Figure 1. Ex vivo Placental Tissue Retains Morphology and Lineages of the Normal Mouse Placenta.
(A) H&E staining of 2 mm ex vivo tissue from ICR E14.5 placenta, indicating representative morphology. (B) H&E staining of whole ICR E14.5 placental tissue, indicating representative morphology. (C) Expression of trophoblast lineage markers Epcam (undifferentiated labyrinth progenitor cells), Gcm1 (labyrinth), SynA (labyrinth), Prl3b1 (spongiotrophoblasts and trophoblast giant cells), and Prl2c2 (trophoblast giant cells) were analyzed using qPCR from whole placenta (black) and 2mm ex vivo tissue (blue). Expression data was analyzed using CFX Manager software, applying the ΔΔ Cq method and normalized relative to Ppia, Ywhaz and H2afz [31]. Data are reported as the average ± SEM. (D) Variability of Proton Production Rates (PPR) in one-2mm punch (1× 2 mm, black) versus two-2 mm punches (2× 2 mm, gray) of ICR E14.5 ex vivo tissue. Data presented are average standard deviations of full glycolytic extracellular flux runs (n=5 animals per group). 2× 2 mm tissue punches (gray) were less variable and produced consistent and repeatable results.

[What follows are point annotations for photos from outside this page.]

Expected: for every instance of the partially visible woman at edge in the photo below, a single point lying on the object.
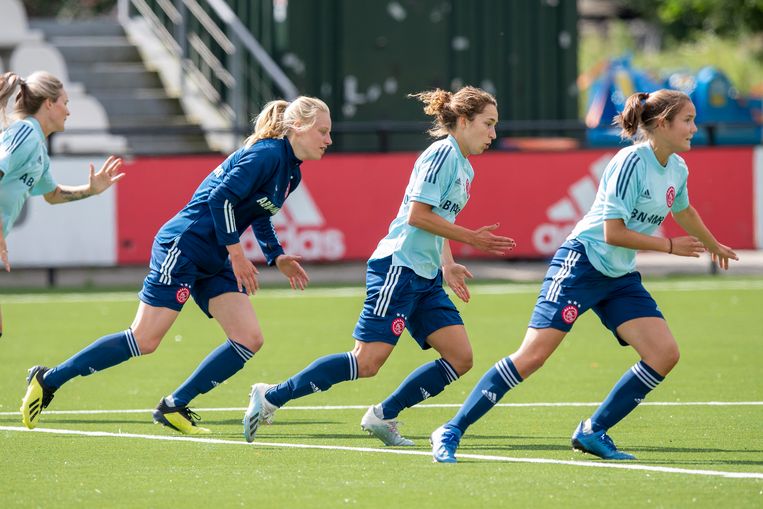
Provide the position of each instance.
(595, 269)
(40, 109)
(198, 254)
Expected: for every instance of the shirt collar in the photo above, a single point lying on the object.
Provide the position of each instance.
(36, 125)
(290, 152)
(453, 142)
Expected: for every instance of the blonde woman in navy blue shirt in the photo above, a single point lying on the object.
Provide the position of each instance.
(198, 254)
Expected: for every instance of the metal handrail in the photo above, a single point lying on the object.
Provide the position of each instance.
(229, 35)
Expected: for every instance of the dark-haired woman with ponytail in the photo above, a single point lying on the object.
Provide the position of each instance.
(40, 109)
(595, 269)
(198, 254)
(405, 274)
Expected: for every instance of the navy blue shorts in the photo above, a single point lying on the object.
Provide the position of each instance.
(572, 286)
(173, 278)
(397, 298)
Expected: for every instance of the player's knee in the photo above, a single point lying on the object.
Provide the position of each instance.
(253, 340)
(147, 343)
(670, 356)
(528, 362)
(463, 363)
(368, 367)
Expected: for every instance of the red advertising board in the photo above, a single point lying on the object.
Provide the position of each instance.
(346, 202)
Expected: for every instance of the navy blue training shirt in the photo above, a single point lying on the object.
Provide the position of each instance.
(248, 188)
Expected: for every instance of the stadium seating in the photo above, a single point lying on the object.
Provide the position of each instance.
(14, 28)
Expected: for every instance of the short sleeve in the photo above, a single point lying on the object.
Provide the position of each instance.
(17, 146)
(623, 188)
(682, 193)
(46, 183)
(434, 173)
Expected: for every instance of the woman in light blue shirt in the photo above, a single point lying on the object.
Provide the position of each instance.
(404, 281)
(40, 110)
(595, 269)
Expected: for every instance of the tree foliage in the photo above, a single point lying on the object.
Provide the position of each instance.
(687, 19)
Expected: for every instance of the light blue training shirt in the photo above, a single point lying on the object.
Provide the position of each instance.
(441, 177)
(25, 165)
(636, 188)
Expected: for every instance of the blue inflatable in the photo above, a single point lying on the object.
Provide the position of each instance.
(723, 118)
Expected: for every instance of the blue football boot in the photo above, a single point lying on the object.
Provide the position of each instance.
(599, 443)
(444, 444)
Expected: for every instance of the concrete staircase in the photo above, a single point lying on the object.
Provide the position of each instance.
(98, 55)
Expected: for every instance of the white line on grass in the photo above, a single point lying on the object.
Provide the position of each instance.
(358, 291)
(420, 407)
(482, 457)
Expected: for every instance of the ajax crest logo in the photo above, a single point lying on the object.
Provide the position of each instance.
(570, 312)
(670, 196)
(182, 295)
(398, 326)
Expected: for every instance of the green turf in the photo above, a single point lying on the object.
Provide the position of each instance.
(721, 340)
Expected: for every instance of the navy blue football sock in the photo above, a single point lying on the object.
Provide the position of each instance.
(224, 362)
(493, 385)
(424, 382)
(318, 376)
(103, 353)
(627, 393)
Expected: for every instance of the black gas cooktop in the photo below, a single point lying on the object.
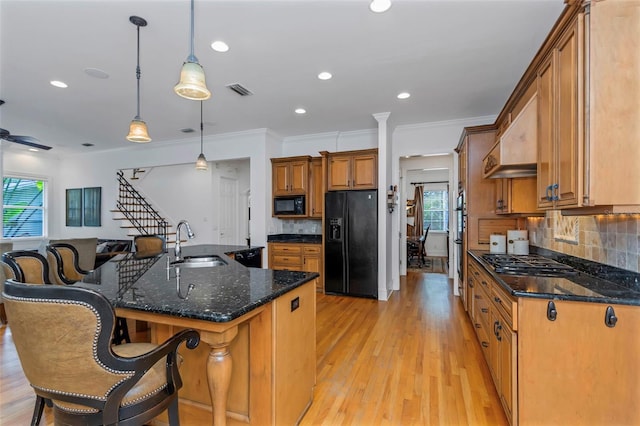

3.2 Optimization of ex vivo tissue for extracellular flux analysis
To adapt extracellular flux analysis to ex vivo placental tissue, different amounts of ex vivo tissue were evaluated to determine the optimal mass of tissue per well. Previous studies have indicated that a 2 mm biopsy was appropriate for use of white adipose tissue in extracellular flux analysis [27]. Initial assays were conducted comparing one versus two - 2 mm biopsies per well. 2× 2 mm tissue punches were found to produce consistent results, with less variability, and were subsequently used throughout the rest to the study (Fig. 1D).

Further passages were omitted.